Lourens Baas Becking

Microbiologists have been taking potshots at the Baas Becking hypothesis for a decade or two now, and I am no exception. I’m certainly hoping that the study I’ve outlined here will be the fatal blow.

However, it’s important to recognize that we’ve been a bit unfair to Baas Becking himself. The hypothesis that carries his name is a model, and Baas Becking himself fully understood that dispersal must play an important role in community formation. He understood perfectly well that “alles is overal: maar het milieu selecteert” was not literally true; it is only mostly true, and then only in the context of the observational methodology available at the time. In 1934, in the same book where he proposed his eponymous hypothesis, he observed that there are some habitats that were ideally suited for one microbe or another, and yet these microbes were not present. He offered the following explanation: “There thus are rare and less rare microbes. Perhaps there are very rare microbes, i.e., microbes whose possibility of dispersion is limited for whatever reason.”

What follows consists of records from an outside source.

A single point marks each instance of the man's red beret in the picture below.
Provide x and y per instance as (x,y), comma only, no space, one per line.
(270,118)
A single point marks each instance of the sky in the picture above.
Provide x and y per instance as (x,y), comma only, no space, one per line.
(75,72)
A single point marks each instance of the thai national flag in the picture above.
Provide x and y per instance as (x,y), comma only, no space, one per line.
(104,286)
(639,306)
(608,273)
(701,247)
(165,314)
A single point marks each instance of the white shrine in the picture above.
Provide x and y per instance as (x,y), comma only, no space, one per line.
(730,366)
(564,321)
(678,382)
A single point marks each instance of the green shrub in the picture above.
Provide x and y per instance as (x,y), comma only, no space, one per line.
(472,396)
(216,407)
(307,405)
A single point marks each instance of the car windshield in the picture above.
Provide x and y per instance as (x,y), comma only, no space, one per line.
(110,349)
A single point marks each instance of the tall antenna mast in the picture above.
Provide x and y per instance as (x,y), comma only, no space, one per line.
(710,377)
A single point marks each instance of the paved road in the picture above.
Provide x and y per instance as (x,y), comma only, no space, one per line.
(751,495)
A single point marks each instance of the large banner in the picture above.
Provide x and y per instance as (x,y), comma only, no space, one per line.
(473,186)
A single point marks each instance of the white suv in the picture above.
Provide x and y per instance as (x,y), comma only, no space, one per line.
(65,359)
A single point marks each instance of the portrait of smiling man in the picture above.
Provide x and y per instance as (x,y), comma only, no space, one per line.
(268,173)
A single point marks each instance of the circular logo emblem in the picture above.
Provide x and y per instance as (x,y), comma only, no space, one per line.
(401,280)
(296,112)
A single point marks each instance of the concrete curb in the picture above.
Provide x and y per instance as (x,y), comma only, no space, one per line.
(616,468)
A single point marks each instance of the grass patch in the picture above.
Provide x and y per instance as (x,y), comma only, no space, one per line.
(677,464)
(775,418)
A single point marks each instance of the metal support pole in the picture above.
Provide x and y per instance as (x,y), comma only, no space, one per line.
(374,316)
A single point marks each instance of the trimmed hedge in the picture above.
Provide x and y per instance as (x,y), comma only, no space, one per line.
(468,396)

Useful models are never “true” in the usual sense of the word. Models like the Baas Becking hypothesis divide the world into distinct intellectual habitats; one in which the model holds, and one in which it doesn’t. At the shore between the two habitats, there is an intellectual littoral zone; a place where the model gives way, and something else rises up. As any naturalist knows, most of the action happens at interfaces; land and sea, sea and air, sea and mud, forest and prairie. The principle applies just as well to the landscape of ideas. The limits of a model, especially one as sweeping as Baas Becking’s, provides a lot of cozy little tidal ponds for graduate students to scuttle around in. 
By the way, guess where Lourens Baas Becking first developed his hypothesis? He was here in California, studying the halopiles of the local salt lakes. In fact, the very ones I will be studying.